During the first 100 days of the NDA II government, Narendra Modi has been spending a lot of time and energy on external relations. From inviting heads of government of SAARC countries for his swearing-in ceremony the Prime Minister’s calendar has been crowded with his own foreign visits to Bhutan, Brazil, Nepal and Japan, as also receiving heads of government from Australia, Sri Lanka, China... These are to be followed by an address at the UN and a meeting with US President Barack Obama. This visit would also provide opportunity for meeting several heads of government who would flock to New York to address the UN General Assembly.

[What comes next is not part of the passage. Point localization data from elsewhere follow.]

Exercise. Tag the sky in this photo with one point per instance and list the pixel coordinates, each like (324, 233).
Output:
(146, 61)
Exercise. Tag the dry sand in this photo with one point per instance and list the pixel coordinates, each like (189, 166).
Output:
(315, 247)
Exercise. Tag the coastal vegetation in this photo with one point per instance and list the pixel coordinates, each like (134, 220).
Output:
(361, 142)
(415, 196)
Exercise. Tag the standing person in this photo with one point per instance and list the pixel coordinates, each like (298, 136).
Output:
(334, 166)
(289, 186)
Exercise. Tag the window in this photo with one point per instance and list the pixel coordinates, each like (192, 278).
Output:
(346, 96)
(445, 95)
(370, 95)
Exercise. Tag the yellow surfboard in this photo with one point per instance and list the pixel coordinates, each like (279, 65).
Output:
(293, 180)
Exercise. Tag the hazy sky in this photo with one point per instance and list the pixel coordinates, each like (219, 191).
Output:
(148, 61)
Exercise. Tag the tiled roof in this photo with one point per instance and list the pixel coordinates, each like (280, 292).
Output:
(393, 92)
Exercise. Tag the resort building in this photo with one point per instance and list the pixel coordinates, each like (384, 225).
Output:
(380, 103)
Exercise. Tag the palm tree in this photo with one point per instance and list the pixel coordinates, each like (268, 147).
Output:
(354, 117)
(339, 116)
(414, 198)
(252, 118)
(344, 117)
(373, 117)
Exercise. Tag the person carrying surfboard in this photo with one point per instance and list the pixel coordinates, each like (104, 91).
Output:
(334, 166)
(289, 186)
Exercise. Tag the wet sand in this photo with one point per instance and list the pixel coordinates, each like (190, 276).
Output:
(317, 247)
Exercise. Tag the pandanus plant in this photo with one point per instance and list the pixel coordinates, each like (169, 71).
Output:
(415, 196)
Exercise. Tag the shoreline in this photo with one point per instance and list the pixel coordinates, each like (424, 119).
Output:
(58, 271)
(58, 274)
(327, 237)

Modi is likely to be over- awed by the attention and coverage by other world leaders, the international media and by the Indian diaspora. Such a crowded schedule followed by his predecessor Manmohan Singh left little time to come to grips with more pressing economic issues. Like P V Narasimha Rao and A B Vajpayee, Modi needs to spend lot more time with the leaders of other political parties and opinion makers including business leaders and the media to build consensus on development issues. This will no doubt be difficult in the divisive Indian politics, but with the poor representation in the Rajya Sabha, the absence of such a consensus is bound to paralyze legislative business; but such effort will greatly help him address the important issues of stagnation and poor job growth.

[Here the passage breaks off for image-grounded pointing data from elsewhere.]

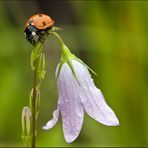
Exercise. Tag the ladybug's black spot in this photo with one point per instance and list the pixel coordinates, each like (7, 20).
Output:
(44, 23)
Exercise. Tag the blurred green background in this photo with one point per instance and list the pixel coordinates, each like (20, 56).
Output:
(110, 36)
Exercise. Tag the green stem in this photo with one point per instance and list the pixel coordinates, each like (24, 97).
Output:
(34, 106)
(59, 39)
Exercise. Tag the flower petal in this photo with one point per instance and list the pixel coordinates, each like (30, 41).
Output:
(92, 98)
(51, 123)
(70, 104)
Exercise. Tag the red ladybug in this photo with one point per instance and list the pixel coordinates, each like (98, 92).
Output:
(37, 25)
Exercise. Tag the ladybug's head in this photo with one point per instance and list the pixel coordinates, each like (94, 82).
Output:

Walk the difficult path...
However difficult it is, the BJP leadership should endeavor to interact with the Congress and other major political parties. A measure of give and take with a bit of magnanimity would help. Like according the leader of the opposition stature to Congress and to invite some of its senior leaders to lend their expertise on issues of governance. If Modi could take bold to invite Pakistan’s Nawaz Sherif or share the swing on the banks of Sabarmati with the Chinese President Xi Jinping, it should not be anathema to work with Rahul Gandhi or Arvind Kejriwal in the interests of democratic functioning. Can he also make bold to invite the Congress to run the Delhi government with accepted minimum programmes? Such a magnanimous gesture can win in course of time such support for NDA’s policies from the other national political parties. This will also help push back the bitterness and antagonism witnessed at the state level like AIADMK vs. DMK in Tamil Nadu or SP vs. BSP in UP. Such initiatives will help evolve Indian democracy on the lines of more mature democracies in Europe.

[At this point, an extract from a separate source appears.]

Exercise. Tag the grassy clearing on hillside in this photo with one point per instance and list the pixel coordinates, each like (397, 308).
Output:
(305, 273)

The severe drubbing that the BJP received in the recent by-elections to the state assemblies is the direct result of complacency on the part of BJP’s top brass. The defeat of such a large number of its candidates within such a short time of the party’s resounding victory in the Lok Sabha elections is bound to have serious consequences: firstly on the morale of the party men; secondly, on the clout of the party to dictate terms for seat sharing with allies in the forthcoming elections to state assemblies and thirdly, to reconcile differences with state Chief Ministers.
The Lok Sabha elections were built on the poor performance of the incumbent UPA government and the evocative campaign by Narendra Modi. In fact, there was no second leader from the BJP who could take credit for the resounding victory. Modi alone ran the campaign. His non- involvement in the campaign for the subsequent state by-elections has caused this damage.
By-elections: Modi can emulate Jaya...
The question could be legitimately asked if the prime minister could afford to campaign in the unending stream of by elections. Tamil Nadu Chief Minister and AIADMK supremo, J Jayalalithaa, provides the answer. Conscious of the importance of maintaining her lead, Jayalalithaa takes every by-election and every other election to corporations, municipalities and panchayats seriously. She campaigns for the party’s candidates with vigour. She meticulously plans to spearhead the campaign ensuring in several cases even the withdrawal from contest of strong candidates put by the opposition.
Modi would do well to emulate Jayalalithaa. In the Indian system of democracy, the winner gets all and the loser nothing. His hard earned victory is too precious to be lost in quick time. He should continue with his proven yen for a strong strategy and sound implementation. It will be worth his taking care of political management leaving administration to others.